Run spark job on Yelp dataset resulting in:
- sentinmental analysis model that predicts user rating
- weighted rating of each business where rating is adjusted based on quantity of reviews
- i.e a 5 star restaurant with 5 reviews vs a 4 star restaurant with 1k reviews
Design: Spark jobs are run from AWS EMR cluster and orchestrated through Apache Airflow. That means the Spark job is automated end-to-end.

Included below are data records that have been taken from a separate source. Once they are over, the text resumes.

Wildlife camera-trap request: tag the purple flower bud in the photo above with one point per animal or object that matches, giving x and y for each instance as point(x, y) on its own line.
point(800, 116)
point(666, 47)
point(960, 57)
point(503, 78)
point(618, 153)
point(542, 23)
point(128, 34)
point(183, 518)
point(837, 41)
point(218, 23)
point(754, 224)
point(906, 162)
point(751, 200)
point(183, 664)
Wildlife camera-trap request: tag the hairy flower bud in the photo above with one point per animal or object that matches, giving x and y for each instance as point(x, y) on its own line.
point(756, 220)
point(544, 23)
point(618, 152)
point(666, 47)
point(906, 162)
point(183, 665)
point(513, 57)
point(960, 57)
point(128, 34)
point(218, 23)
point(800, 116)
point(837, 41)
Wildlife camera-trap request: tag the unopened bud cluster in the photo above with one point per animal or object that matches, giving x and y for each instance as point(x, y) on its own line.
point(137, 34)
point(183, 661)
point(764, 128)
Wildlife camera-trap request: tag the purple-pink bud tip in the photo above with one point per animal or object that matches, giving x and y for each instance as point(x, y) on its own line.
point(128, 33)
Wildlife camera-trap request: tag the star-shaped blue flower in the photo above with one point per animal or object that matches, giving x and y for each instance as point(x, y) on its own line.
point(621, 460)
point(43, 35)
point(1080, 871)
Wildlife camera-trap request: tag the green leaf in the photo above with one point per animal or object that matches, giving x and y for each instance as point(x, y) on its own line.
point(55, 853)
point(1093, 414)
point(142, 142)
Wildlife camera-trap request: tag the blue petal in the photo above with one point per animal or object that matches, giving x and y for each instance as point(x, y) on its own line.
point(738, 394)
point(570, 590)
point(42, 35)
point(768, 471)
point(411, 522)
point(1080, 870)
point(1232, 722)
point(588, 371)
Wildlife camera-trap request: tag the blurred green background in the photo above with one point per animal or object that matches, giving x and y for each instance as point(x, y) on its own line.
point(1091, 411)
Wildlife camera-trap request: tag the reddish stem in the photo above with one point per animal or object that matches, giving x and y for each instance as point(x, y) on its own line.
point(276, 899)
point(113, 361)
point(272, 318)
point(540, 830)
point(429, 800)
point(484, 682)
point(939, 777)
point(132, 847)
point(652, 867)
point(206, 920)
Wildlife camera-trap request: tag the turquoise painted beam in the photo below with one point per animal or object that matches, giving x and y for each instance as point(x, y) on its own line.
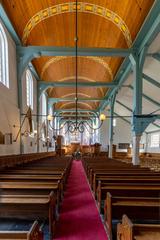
point(151, 80)
point(43, 85)
point(121, 76)
point(149, 29)
point(146, 35)
point(74, 110)
point(123, 105)
point(154, 131)
point(56, 100)
point(147, 98)
point(156, 56)
point(130, 110)
point(38, 51)
point(125, 120)
point(79, 116)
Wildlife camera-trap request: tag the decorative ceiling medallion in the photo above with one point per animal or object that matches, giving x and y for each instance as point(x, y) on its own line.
point(82, 7)
point(59, 58)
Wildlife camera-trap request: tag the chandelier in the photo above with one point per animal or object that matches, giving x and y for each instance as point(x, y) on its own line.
point(77, 125)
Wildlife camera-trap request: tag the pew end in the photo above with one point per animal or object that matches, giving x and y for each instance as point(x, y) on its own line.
point(124, 229)
point(34, 233)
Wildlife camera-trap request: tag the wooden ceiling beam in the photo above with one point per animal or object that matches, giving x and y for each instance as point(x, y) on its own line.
point(56, 100)
point(43, 85)
point(38, 51)
point(145, 37)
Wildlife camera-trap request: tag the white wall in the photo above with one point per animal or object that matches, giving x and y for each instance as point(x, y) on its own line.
point(149, 148)
point(9, 112)
point(122, 133)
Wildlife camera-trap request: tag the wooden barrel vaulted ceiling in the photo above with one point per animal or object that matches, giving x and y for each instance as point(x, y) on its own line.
point(101, 23)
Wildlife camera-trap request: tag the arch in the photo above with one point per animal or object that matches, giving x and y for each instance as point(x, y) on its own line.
point(82, 7)
point(73, 94)
point(59, 58)
point(68, 103)
point(4, 65)
point(79, 77)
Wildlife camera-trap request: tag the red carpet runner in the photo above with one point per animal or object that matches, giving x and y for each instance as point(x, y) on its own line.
point(79, 217)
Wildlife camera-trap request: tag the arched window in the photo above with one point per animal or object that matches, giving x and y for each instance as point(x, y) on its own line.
point(4, 75)
point(29, 89)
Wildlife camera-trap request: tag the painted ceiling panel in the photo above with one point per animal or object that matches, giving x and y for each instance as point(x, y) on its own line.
point(101, 23)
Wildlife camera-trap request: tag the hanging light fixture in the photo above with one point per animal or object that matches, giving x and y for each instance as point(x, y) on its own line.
point(77, 126)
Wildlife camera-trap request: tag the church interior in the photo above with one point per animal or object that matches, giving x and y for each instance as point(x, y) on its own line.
point(79, 120)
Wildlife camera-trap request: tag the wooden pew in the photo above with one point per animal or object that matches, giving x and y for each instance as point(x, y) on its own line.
point(34, 233)
point(34, 187)
point(41, 207)
point(104, 179)
point(127, 189)
point(136, 207)
point(129, 231)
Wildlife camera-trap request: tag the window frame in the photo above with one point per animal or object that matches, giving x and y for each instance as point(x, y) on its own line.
point(4, 58)
point(152, 141)
point(29, 89)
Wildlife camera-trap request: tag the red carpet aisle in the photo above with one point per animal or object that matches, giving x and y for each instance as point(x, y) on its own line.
point(79, 217)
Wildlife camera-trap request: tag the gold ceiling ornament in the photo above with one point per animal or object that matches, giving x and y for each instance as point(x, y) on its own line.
point(71, 102)
point(72, 94)
point(59, 58)
point(82, 7)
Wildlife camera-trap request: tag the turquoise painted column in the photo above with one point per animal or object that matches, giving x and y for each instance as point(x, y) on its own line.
point(137, 130)
point(112, 102)
point(38, 113)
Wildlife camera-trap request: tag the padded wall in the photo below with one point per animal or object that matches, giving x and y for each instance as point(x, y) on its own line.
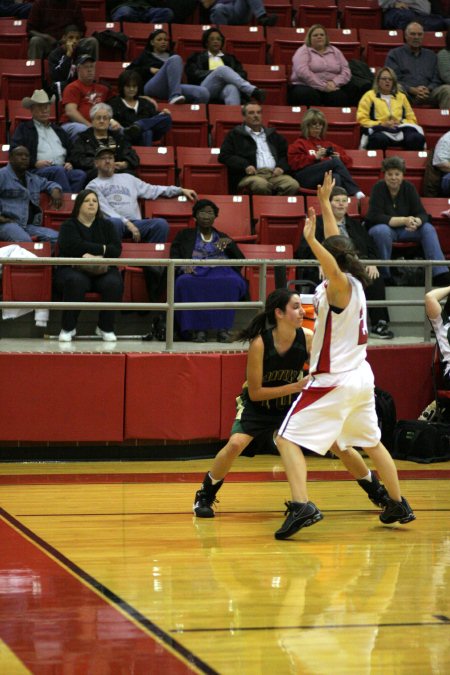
point(173, 396)
point(62, 397)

This project was based off of the architecture suggested in this startdataengineering.com post.
- Install Docker
- Install docker-compose
- AWS account credentials for S3 and EMR
- Move yelp dataset to a folder named
yelp-spark-airflow/dags/yelp_dataset/
- Create a file
dags/aws_credentials.json
and update login and password
{
"login":"<access_key>",
"password":"<access_key_secret>"
}
- To run Airflow job, go to http://localhost:8080/
- When using
s3-dist-cp
, the --src arg MUST be a directory. If you want to only move specific files, you would add an additional regex argument - If you want to ssh into the EMR cluster, you need to include this additional argument
{Ec2KeyName: <key>}
inside JOB_FLOW_OVERRIDES - If you run into any issues with your steps, the console provides very poor logging, your best bet is to SSH into the cluster itself
- The steps logging file is located here:
/mnt/var/log/hadoop/steps/
- To figure out the step ID, go to EMR console, and go to
Steps
tab
- The steps logging file is located here:
- When you ssh into EMR, if you want to locate the files you moved from S3 >> HDFS, you need to run this command:
hadoop fs -ls hdfs:///
- Inside pyspark program, I had a hard time figuring out how to reference the HDFS files that were moved earlier. This stackoverflow answer helped me understand.